In Banach space theory, a **super-property** is a property of a Banach space that is preserved under **ultrapowers**. (Super-properties are also characterized--more commonly?--via finite representability).
> What is the name for a property of a Banach space preserved under **ultraproducts**.
For example, a Banach space $B$ is **super-reflexive** iff it is reflexive and all its ultrapowers are reflexive. However, super-reflexitivity is not preserved under ultraproducts. Indeed, the spaces $L^p$ for $1<p<\infty$ are super-reflexive, but if $\mathcal{U}$ is a non-principle ultrafilter on $\mathbb{N}$, then the ultraproduct $(\prod_{n=2}^\infty L^n)/\mathcal{U}$ is not reflexive.
Every super-reflexive space is isomorphic (in the Banach space sense) to a $q$-uniformly convex space for $2\leq q <\infty$. Such a space is said to have **martingale cotype $q$**. <strike>The property of having martingale cotype $q$ is preserved under ultraproducts (for a fixed $q$).</strike>
**Update 1 (2015-09-27)**: As Bill Johnson pointed out, having $q$-martingale cotype is a bad example, since it is not actually preserved under ultraproducts.

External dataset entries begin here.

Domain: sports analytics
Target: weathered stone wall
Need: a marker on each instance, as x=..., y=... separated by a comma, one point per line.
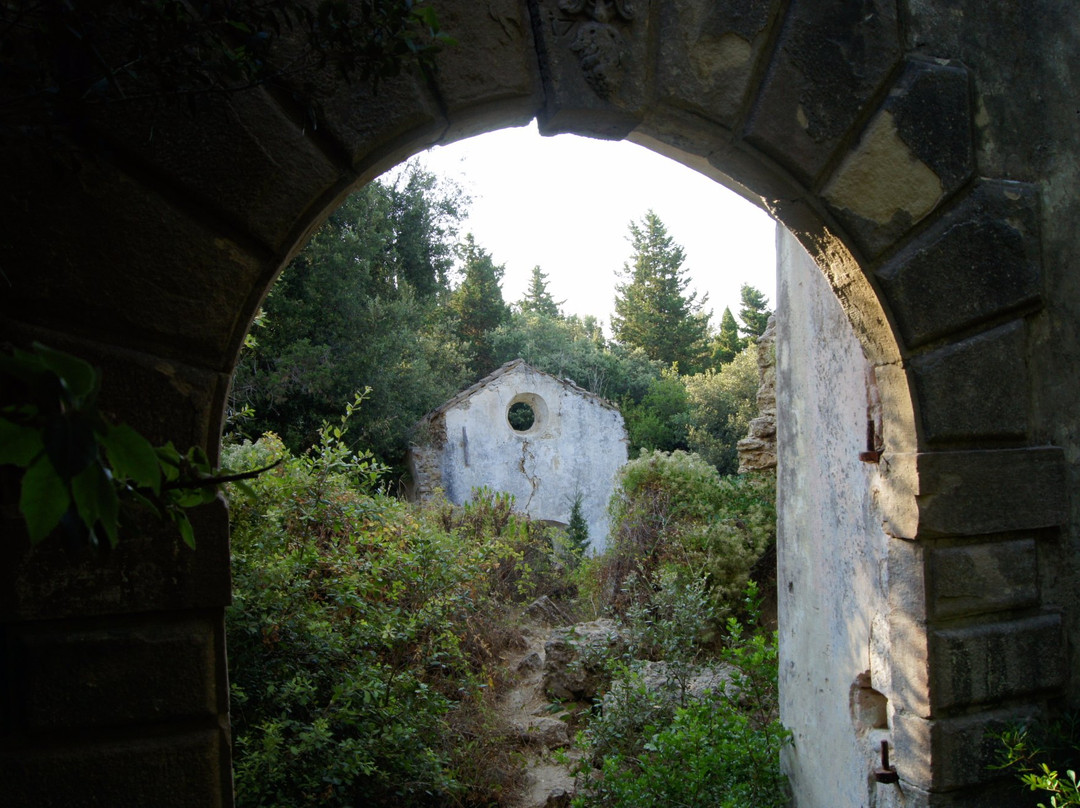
x=757, y=452
x=926, y=153
x=576, y=446
x=832, y=554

For a better example, being a uniformly convex Banach space with modulus $\delta(\varepsilon)$ is preserved under ultraproducts. [Proof: Let $\{B_i\}_{i\in I}$ be uniformly convex spaces with common modulus $\delta(\varepsilon)$. Let $x=(x_i)_\mathcal{U}$ and $y=(y_i)_\mathcal{U}$ be elements in the interior of the unit ball of the ultraproduct $B = \prod_{i\in I} B_i/\mathcal{U}$ with $\|x-y\|_B>\varepsilon$. Then $\mathcal{U}$-a.s. $\|x_i\|_{B_i}, \|y_i\|_{B_i} \leq 1$ and $\|x_i - y_i\|_{B_i} \geq \varepsilon$. By uniform convexity, $\|(x + y)/2\|_B = \lim_\mathcal{U} \|(x_i + y_i)/2\|_{B_i} \leq 1-\delta(\varepsilon)$.]
For another example, a space $B$ is of martingale cotype $q$ iff it is isomorphic to a Banach space with modulus of uniform convexity $\delta(\varepsilon) = C \varepsilon^q$. In other words, there is a constant $C$ and a new norm $\| \|_0$ such that $(1/C) \|x\|_0 \leq \|x\|_B \leq C \|x\|_0$ and $(B,\|\|_0)$ is uniformly convex with modulus $\delta(\varepsilon) = C \varepsilon^q$. Call such a $B$ a space of **martingale cotype $(C,q)$**. Unlike martingale cotype $q$, martingale cotype $(C,q)$ is preserved by ultraproducts. [The proof is similar to the previous one.]
**Update 2 (2015-09-27)**: The reason I am interested in this is because such properties have a lot of uniformity associated with them. For example, [Avigad and I][1] gave a variational norm on the mean ergodic theorem which holds for every Banach space of martingale cotype $(C,q)$. Our inequality only depends on $C$ and $q$.
[1]: http://arxiv.org/pdf/1203.4124v4.pdf